What we attribute to all parts of a living creature must also be affirmed concerning any specific part—for example, an excessively large head. For while the rest of the body’s parts assimilate the amount of nourishment they require, that monstrous part alone converts an excessive supply of food to itself, drawing in nourishment from the other parts like a cupping glass, which is then easily transmitted there by those other parts.
Conversely, the opposite must be asserted regarding dwarfs, whose parts attract very little and, consequently, assimilate very little. Moreover, when the faculty for increasing and expanding the body has been weakened or broken by some cause, only the nutritional power remains to provide for the parts' sustenance.

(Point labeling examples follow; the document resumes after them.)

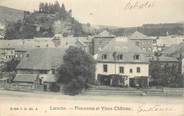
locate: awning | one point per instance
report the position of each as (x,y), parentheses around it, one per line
(25,78)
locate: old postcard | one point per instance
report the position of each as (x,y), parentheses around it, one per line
(91,57)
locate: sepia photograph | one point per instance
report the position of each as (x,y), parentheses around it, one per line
(91,57)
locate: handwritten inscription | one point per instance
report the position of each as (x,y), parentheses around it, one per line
(138,4)
(154,108)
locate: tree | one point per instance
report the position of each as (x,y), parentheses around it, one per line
(77,70)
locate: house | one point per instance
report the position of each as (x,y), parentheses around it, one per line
(165,62)
(169,40)
(65,42)
(176,51)
(122,63)
(101,40)
(144,42)
(10,49)
(38,66)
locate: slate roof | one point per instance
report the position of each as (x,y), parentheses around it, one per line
(165,59)
(139,36)
(42,59)
(174,50)
(49,78)
(25,78)
(105,34)
(125,47)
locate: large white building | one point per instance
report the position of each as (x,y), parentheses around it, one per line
(122,59)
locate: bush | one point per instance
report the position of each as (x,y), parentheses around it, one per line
(77,71)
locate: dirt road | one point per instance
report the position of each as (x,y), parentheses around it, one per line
(46,104)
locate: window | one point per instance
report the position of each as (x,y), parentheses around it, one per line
(27,55)
(105,68)
(104,56)
(138,69)
(120,57)
(53,71)
(137,43)
(136,57)
(43,72)
(131,71)
(121,69)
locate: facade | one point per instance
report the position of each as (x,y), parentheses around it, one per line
(167,41)
(144,42)
(37,68)
(121,58)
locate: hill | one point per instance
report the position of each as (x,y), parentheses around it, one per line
(48,20)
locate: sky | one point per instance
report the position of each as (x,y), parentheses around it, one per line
(114,12)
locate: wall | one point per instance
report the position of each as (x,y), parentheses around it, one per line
(112,70)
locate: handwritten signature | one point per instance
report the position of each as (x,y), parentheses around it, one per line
(154,108)
(138,4)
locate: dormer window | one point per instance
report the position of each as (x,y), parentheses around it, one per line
(136,57)
(27,55)
(104,56)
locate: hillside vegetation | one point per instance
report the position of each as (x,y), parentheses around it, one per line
(49,20)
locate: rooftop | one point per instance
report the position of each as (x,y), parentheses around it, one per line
(42,59)
(122,46)
(139,36)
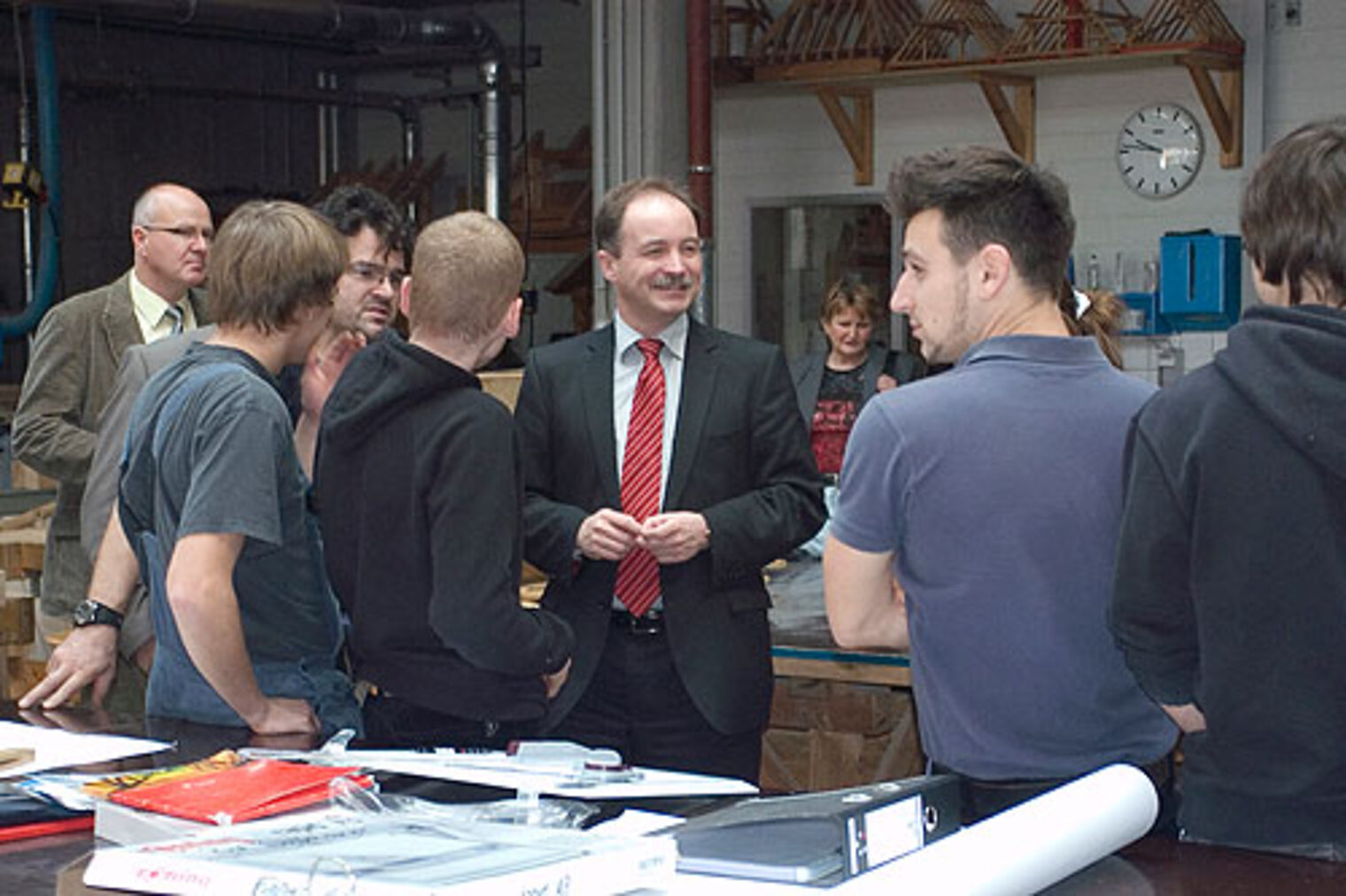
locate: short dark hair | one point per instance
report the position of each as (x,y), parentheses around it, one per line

The causes that break the growth of the body and hinder the expansion of its parts are not only severe and malignant ailments, but also poisons or foods smelling of a malignant quality that afflict the body before the age of seven. This occurred with the two dwarfs of the Most Illustrious Cospi; both, while still at a tender age, ate chicks that had died from eating rotten wheat. They were sick and swollen for four years, and finally, though the malignant quality of the food was overcome, they lost the faculty for bodily growth. For this reason, other children born to the same parents both before and after them grew to a stature similar to their parents.
# ON TWO-BODIED MONSTERS
Chapter XI
DEFINITIONS
Since the term "two-bodied" takes on many meanings in our history, we have deemed it worthwhile to explain the various significations of the name at the outset before proceeding to the specific monsters of this kind. We understand "two-bodied monster" in three ways here: first, as it includes human monsters; second, animal monsters; and third, intermediate monsters—namely, those composed of both human and animal parts. Sometimes it even refers to those which Lucretius called "double bodies" in these words:
"...But at no time Can they exist, with a twofold nature and a double body."
When contemplating human monsters of this type, we find them varied by a twofold distinction. Some are double in the upper part and single in the lower. Others we have observed to be doubled in the lower parts while the upper part is single.
At times, a body is seen that is perfectly formed and complete in all its limbs, to which another imperfect little body is attached. Sometimes it happens that two bodies are perfect and complete, but so joined in the mother’s womb by a natural bond that they present a monstrous deformity—specifically, two faces and two bodies, about which we may sing with Lucretius in this manner:
"And the double faces of men, and double bodies."